Jamás, nunca, de ningún modo, los ciudadanos del mundo que rechazamos la guerra en todas sus aristas podemos olvidar y aceptar lo que pasó ese 11 de septiembre, que sin duda ha sido uno de los atentados terroristas más terribles, quizás comparables con las bombas atómicas lanzadas a las ciudades japonesas de Hiroshima y Nagasaki.
Ese día fue triste para millones de personas en el mundo. Mi señor padre siempre me cuenta —ya que para esa fecha no había nacido— que la noticia le cayó como un balde agua fría, que sintió impotencia y rabia de ver cómo nos matamos entre humanos y que ese 11-S nunca lo va a olvidar. Ni tampoco el mundo lo olvidará, pienso yo.

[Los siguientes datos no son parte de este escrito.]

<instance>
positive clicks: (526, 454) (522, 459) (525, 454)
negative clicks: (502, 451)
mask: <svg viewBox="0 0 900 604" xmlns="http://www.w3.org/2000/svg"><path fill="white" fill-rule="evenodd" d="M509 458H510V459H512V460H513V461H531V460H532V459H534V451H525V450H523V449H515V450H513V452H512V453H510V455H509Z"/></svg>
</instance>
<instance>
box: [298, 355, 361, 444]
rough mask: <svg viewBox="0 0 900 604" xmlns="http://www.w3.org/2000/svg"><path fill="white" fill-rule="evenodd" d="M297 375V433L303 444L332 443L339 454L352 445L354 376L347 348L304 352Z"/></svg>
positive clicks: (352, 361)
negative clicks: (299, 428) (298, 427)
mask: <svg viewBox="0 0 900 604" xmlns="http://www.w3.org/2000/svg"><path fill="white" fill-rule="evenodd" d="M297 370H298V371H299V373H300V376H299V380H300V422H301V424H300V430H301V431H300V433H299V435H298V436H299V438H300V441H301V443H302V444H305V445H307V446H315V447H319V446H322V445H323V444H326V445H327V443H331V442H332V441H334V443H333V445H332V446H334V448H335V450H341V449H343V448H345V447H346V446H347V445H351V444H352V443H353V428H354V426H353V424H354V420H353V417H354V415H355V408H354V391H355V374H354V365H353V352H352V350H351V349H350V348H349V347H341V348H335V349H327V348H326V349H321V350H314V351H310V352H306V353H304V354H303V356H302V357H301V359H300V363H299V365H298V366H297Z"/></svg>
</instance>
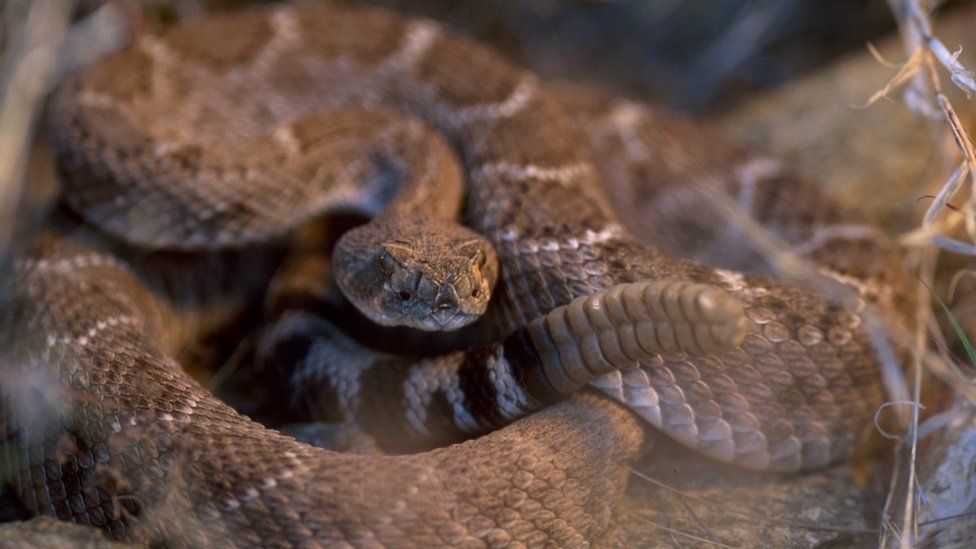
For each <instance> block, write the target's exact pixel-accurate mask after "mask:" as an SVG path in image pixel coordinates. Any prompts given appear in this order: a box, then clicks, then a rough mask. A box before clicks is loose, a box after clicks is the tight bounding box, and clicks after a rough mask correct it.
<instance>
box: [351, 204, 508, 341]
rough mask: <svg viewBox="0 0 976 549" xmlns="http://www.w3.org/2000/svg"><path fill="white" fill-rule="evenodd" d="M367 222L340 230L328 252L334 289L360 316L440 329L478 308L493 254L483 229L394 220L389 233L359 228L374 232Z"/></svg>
mask: <svg viewBox="0 0 976 549" xmlns="http://www.w3.org/2000/svg"><path fill="white" fill-rule="evenodd" d="M372 225H373V224H367V225H364V226H363V227H358V228H356V229H353V230H351V231H349V232H347V233H346V234H345V235H343V238H341V239H340V240H339V243H338V244H337V245H336V250H335V252H334V254H333V259H334V262H335V267H336V281H337V282H338V284H339V288H340V289H341V290H342V292H343V293H344V294H345V295H346V297H347V298H348V299H349V300H350V301H351V302H352V303H353V305H355V306H356V308H357V309H359V311H360V312H362V313H363V314H364V315H365V316H366V317H368V318H369V319H370V320H372V321H374V322H376V323H378V324H382V325H384V326H409V327H412V328H418V329H421V330H425V331H440V330H455V329H457V328H461V327H463V326H466V325H468V324H470V323H472V322H474V321H475V320H476V319H477V318H478V317H479V316H481V315H482V314H483V313H484V312H485V309H486V308H487V306H488V300H489V298H490V297H491V289H492V287H493V286H494V284H495V280H496V279H497V277H498V259H497V257H496V255H495V250H494V248H493V247H492V246H491V244H490V243H489V242H488V241H487V240H485V239H484V238H483V237H482V236H480V235H479V234H478V233H475V232H474V231H471V230H469V229H466V228H464V227H461V226H459V225H456V224H454V223H451V222H444V221H441V222H437V221H428V222H426V223H424V224H423V225H418V226H416V227H414V228H413V229H414V230H406V229H405V228H403V227H400V228H399V229H398V230H396V231H394V232H395V236H393V238H383V239H379V238H376V235H372V236H373V238H369V239H367V238H363V236H364V235H362V234H358V233H359V232H365V233H370V232H373V231H372ZM367 240H372V242H369V243H367V242H366V241H367ZM355 247H358V248H356V249H351V248H355Z"/></svg>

Es que lo que le sucedió hace 46 años a Salvador Allende, un 11-S de 1973, fue lo más repugnante y canalla que haya ocurrido en el continente. Augusto Pinochet en complicidad con el presidente Richard Nixon y Henry Kissinger (su siniestro secretario de Estado) orquestaron el golpe de Estado que mató la democracia. Claro, Allende, el primer presidente comunista elegido por el voto popular era incómodo para las políticas económicas del gobierno estadounidense y para una élite que como toda la del continente es servil a los gobiernos gringos.
Aunque Chile dejó atrás esa atroz dictadura que costó muchas víctimas, las cicatrices aún no sanan. Quizás porque muchos poderosos de esa nación admiran a Pinochet y no tienen un ápice de arrepentimiento por lo que sucedió.
Viva Allende, su legado quedó para la posteridad. Viva el pueblo chileno y vivan las víctimas de esa cruel dictadura.